More than french fries
Recent tragic events in Paris have brought the French to our minds with concern and compassion. We Americans probably haven’t thought so much about the people of France since World War II. We live in a primarily English-speaking country born in English colonization. Yet, certainly in Michigan, the French have had a greater influence here than we might realize.
Although our families have come from all over Europe and around the world, we still tend to think of England and the United Kingdom when we consider our nation’s roots. We learned in school about the settlements at Jamestown and Massachusetts Bay, and we all know about throwing off the shackles of English authority in the American Revolution. How many of us are aware that several other European countries established colonies north of Latin America, most notably Spain and France?
St. Augustine had been established by the Spanish in Florida decades before English settlement at Jamestown. The English had founded St. John’s in Newfoundland before their Lost Colony of Roanoke in North Carolina. The city of Quebec was founded for France by Samuel de Champlain the year after initial settlement at Jamestown, which was ultimately abandoned. The Dutch established a fort and settlement on the Hudson River well before the Pilgrims landed, and fifty years before the English renamed the community Albany.
Until the Seven Years War, known in American history as the French and Indian War, the English colonies were constrained to lands along the Atlantic seaboard. New France held colonial authority from Louisiana through the Great Lakes to Labrador. The land constituting my home state of Michigan became English territory a mere thirteen years before the Thirteen Colonies declared independence. Michigan’s early European explorers, settlers, and language were French. Father Jacques Marquette started missions to native communities at Sault Ste. Marie in 1668 and St. Ignace in 1671. Our largest city, Detroit, was founded by the Sieur de Cadillac in 1701 along the détroit (strait) connecting the upper Great Lakes with Lake Erie.
The 1763 Treaty of Paris transferred the northern part of New France to England. Michigan became part of the British province of Quebec. Although England did not turn over their forts in Michigan until thirteen years after it officially became American territory in 1783, English colonial influence was brief.

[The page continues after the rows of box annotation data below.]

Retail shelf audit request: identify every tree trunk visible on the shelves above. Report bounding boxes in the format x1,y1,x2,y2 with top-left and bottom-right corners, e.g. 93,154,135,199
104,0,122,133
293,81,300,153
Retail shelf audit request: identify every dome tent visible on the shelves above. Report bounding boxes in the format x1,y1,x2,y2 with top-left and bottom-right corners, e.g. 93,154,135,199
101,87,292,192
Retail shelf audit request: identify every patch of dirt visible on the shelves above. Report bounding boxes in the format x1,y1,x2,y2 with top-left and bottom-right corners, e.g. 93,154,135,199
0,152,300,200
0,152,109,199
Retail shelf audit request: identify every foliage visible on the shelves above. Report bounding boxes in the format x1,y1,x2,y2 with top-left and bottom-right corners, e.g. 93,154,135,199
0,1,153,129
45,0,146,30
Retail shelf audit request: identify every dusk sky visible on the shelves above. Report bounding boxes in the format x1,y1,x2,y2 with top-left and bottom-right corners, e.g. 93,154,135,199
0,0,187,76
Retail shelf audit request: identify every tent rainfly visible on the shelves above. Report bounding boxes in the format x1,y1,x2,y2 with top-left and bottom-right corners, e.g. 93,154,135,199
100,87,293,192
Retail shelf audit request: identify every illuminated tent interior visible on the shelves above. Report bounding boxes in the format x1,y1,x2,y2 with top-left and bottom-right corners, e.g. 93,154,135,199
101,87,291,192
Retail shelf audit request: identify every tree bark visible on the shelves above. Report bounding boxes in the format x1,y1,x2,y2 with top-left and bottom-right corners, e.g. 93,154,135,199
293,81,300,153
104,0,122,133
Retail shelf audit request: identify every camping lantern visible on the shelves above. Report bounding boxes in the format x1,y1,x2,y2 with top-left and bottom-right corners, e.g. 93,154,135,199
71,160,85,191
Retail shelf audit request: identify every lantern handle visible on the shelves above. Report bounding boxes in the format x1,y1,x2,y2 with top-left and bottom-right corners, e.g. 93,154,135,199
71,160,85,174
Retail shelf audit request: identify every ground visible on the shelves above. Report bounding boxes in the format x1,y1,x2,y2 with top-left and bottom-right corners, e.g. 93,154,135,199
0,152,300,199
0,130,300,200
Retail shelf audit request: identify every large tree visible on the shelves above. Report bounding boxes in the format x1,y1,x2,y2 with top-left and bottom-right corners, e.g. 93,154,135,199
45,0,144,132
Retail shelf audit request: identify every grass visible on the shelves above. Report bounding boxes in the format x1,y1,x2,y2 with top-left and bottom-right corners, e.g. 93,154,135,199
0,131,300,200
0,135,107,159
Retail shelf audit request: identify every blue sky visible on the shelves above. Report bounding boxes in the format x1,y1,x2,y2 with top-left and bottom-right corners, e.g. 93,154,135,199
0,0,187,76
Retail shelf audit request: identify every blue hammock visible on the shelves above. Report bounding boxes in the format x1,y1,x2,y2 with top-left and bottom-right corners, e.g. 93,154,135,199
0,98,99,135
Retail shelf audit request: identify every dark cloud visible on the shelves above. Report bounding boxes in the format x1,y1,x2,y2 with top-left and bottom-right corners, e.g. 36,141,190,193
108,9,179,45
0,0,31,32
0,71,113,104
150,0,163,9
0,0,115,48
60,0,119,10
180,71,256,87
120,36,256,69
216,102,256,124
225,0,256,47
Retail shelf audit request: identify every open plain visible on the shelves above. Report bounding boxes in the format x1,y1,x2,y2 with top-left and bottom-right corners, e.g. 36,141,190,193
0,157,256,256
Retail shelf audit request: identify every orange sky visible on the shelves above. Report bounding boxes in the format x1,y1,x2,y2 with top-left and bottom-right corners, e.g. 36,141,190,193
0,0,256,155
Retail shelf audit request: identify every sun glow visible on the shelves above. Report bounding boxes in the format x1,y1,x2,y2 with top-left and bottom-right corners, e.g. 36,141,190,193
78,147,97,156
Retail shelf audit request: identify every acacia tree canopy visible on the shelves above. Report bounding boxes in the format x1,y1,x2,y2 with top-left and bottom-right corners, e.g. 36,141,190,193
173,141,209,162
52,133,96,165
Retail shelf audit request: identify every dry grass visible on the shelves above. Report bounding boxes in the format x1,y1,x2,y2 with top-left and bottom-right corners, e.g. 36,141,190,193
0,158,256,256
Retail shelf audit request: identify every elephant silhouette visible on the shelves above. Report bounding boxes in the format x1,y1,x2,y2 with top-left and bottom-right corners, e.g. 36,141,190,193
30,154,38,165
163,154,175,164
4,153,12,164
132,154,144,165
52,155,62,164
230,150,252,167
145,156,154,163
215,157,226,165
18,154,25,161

The French supported the fledgling United States of America in our Revolutionary War. The Peace of Paris in 1783 confirmed American independence and extended our territorial claims, at least on paper. Fundamental principles of the American Declaration of Independence and Constitution reflected ideals of the Enlightenment, which was centered in eighteenth-century France. Thomas Jefferson and other founding leaders of our country were actively engaged in the refinement of Enlightenment thinking. The Statue of Liberty was a gift from France marking the centennial of our founding era.
We have of course been one of France’s strongest allies, most notably during the Second World War. The D-Day invasion on the beaches of Normandy by Allied forces, seeped in sacrificial blood, opened a second front against German forces that redirected resources from their Eastern Front against the Soviet Union and marked the beginning of the end for the Third Reich.
As we think of the French in these trying days, we should count them as old friends. They were our country’s first substantial ally. Although my attempts to pronounce French words make my wife cringe, I recognize that France has given us much in history and culture. Our French connection goes way beyond fried potatoes.